The entire hike was amazing. The views were incredible as we hiked, but breathtaking when we arrived at various high points on the trail. At these points, we could see multiple mountain ranges. I found it hard to believe that a generally in-shape person could arrive at these places without motorized support (chairlifts, helicopters, etc.)
For this trip, I didn’t carry grand expectations — though I would NOT have been disappointed with this hike if I had carried high hopes. Still, I generally viewed any imperfections as part of the adventure.
What do you wish you knew before you went?
I wish I had realized how steep the ascents and descents on the hike are, as we would have trained more for these specific conditions. I am accustomed to switchbacks but not straight up and down hiking.
I also wish I understood how accessible food and beverage services are along the trail. Mountain refuges and similar operations provide accommodation and excellent meals, snacks, beverages, and even wine. I never imagined that you could get a fresh green salad, fresh fruit, omelets, soup, and polenta high up in the mountains. If I had been more aware of these amenities, I think I would have relaxed more when planning the trip.
I studied French but wish I had focused more on travel French and not trying to master the entire language. Still, I was glad to have increased my knowledge, as many people in the remote areas along the trail don’t speak fluent English.
Finally, I wish I was better at reading maps! We easily navigated with route notes and signs (generally, it was difficult to get lost). But if I had been more adept at reading and interpreting various types of map (topographical maps, for example), I could have had a better understanding of each day’s route and its challenges.
Any favorite restaurants/hotels/hostels/
sites you’d like to recommend? Tell us what made them great!

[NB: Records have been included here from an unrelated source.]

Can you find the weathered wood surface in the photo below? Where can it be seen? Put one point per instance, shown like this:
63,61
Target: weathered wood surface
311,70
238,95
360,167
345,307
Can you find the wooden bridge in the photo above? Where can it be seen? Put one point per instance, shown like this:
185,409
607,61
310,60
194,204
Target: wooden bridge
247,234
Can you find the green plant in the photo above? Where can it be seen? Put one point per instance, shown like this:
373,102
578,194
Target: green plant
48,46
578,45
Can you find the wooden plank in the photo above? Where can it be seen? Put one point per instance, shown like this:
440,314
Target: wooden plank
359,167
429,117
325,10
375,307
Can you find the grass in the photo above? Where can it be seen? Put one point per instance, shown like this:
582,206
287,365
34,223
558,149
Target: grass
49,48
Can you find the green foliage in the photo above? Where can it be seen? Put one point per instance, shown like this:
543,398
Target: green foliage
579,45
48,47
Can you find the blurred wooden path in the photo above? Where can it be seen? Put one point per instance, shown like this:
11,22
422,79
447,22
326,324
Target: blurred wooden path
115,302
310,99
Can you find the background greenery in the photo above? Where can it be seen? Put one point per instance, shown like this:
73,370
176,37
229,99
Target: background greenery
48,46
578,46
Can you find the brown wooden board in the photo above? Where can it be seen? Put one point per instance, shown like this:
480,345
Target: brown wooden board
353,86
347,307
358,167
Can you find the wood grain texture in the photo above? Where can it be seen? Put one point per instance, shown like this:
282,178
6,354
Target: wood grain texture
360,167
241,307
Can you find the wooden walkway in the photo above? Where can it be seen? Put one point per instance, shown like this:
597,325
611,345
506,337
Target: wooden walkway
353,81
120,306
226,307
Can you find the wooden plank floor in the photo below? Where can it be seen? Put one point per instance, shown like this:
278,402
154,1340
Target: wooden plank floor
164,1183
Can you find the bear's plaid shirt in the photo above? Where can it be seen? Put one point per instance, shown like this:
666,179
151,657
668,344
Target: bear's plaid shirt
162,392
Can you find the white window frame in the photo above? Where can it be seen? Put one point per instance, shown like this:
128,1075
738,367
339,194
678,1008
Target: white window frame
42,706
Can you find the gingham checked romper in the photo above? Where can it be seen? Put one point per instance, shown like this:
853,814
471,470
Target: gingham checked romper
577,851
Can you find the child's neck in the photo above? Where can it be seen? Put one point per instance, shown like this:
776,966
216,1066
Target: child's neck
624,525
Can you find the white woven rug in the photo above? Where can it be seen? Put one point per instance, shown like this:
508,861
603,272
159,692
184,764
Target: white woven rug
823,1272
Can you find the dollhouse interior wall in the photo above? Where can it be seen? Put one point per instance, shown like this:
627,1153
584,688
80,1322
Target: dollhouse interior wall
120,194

Nearly every place on the trail was magnificent. I especially liked the town of La Palud, Italy near Courmayeur. You can take an enclosed gondola to the top of the mountain there. My husband, son, and I enjoyed a magnificent meal with expert presentation at Locanda La Brenva (also a small hotel). The owner wanted to impress Americans and gave us special attention–for example, he served us free appetizers and took us on a tour of his newly renovated rooms.
A few of my favorite mountain refuges for meals were Refuge de Miage, Refuge du Lac Blanc, and Rifugio Elisabetta. Refuges offer accommodation for travelers, and also serve food. Nearly every meal we had while traveling was enjoyed outdoors. It was especially nice to savor excellent food and magnificent views at the same time, and these are available at most mountain refuges.

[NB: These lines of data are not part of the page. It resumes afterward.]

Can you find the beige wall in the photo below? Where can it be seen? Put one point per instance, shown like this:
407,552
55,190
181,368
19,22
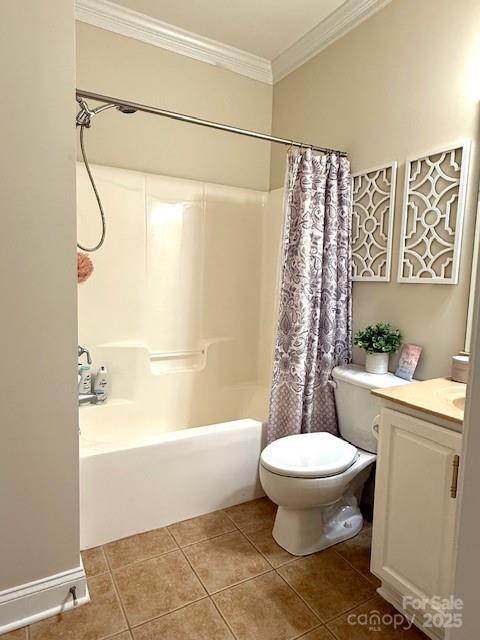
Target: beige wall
405,81
39,530
122,67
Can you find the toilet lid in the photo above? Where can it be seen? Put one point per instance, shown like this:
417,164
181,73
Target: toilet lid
309,455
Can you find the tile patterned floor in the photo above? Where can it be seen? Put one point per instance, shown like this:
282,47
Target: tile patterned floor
222,577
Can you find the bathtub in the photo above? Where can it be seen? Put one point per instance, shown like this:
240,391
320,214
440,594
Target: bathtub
135,483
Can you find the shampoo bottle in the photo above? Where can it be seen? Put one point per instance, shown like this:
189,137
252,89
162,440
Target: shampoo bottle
84,379
101,386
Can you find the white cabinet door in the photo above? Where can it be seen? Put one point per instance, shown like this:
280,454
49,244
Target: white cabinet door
414,518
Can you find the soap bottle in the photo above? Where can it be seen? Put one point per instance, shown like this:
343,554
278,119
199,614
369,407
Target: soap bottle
84,378
101,386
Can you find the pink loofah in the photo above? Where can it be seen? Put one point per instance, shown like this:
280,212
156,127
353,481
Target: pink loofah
84,267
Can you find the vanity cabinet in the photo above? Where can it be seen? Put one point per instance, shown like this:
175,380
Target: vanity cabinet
415,510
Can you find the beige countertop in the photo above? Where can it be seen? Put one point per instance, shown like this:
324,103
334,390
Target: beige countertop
440,397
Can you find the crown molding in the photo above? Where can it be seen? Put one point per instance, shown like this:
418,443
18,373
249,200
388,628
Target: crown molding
350,14
126,22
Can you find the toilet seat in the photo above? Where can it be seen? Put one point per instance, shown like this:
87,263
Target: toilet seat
309,455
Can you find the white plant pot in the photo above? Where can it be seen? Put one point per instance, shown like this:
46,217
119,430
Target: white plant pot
376,363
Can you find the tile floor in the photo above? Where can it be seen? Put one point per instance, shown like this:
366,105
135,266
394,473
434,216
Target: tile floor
222,577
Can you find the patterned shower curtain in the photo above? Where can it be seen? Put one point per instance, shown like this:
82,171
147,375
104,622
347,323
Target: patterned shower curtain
315,317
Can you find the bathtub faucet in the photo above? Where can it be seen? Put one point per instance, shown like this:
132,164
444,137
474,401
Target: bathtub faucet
82,351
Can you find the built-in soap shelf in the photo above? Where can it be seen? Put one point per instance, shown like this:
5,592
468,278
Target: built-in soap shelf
163,362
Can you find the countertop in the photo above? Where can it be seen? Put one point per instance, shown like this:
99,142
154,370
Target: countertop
441,397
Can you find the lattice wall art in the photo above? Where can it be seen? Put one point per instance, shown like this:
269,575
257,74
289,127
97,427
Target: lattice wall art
432,220
372,223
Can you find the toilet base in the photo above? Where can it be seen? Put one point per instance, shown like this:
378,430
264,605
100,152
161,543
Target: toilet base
305,531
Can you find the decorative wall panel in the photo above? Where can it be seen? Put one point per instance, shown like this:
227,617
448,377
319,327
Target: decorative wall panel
432,221
372,223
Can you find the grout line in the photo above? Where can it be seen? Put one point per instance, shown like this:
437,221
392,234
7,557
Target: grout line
130,564
305,633
230,518
301,597
258,549
223,618
209,596
354,567
236,584
217,535
117,591
339,615
163,615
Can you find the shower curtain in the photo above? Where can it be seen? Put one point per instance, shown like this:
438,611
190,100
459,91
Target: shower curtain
315,319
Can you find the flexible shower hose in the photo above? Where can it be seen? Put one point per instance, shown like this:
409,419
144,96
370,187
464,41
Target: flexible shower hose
99,202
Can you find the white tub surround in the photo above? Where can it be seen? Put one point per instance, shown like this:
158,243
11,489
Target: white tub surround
29,603
133,485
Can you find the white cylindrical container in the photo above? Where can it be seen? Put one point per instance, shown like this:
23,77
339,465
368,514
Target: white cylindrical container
460,367
376,363
84,379
101,386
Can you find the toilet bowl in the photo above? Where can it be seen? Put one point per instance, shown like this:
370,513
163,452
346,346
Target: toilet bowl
317,479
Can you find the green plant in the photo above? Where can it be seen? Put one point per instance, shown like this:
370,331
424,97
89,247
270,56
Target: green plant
379,338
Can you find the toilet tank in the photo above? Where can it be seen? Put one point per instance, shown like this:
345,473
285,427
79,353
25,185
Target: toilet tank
356,406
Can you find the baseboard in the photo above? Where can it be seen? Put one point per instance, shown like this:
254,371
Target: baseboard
395,599
28,603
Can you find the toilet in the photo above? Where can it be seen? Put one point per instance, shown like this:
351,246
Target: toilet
316,479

Is there anything that women specifically should know before they travel to your destination?
Women should know that dorm-style accommodations in the mountain refuges house both men and women in the same room. Showers and restrooms are often unisex. Fortunately, locks on the doors tend to be sturdy.
There are many public toilets on the trail, which you should use at every occasion as the trail is very open and it’s typically difficult to dash in the woods for a restroom break.
Generally, there will be many people on the trail — I like seeing other people and felt safe in these conditions (though some like a more rugged, wilderness experience). Even though I traveled with my husband and one of our sons, I don’t think I would have felt intimidated if I had been hiking without companions. Still, for general safety purposes, it would be good to have a hiking companion as you’ll rarely have cell phone service and even though you’ll find services on the trail, the area is somewhat remote.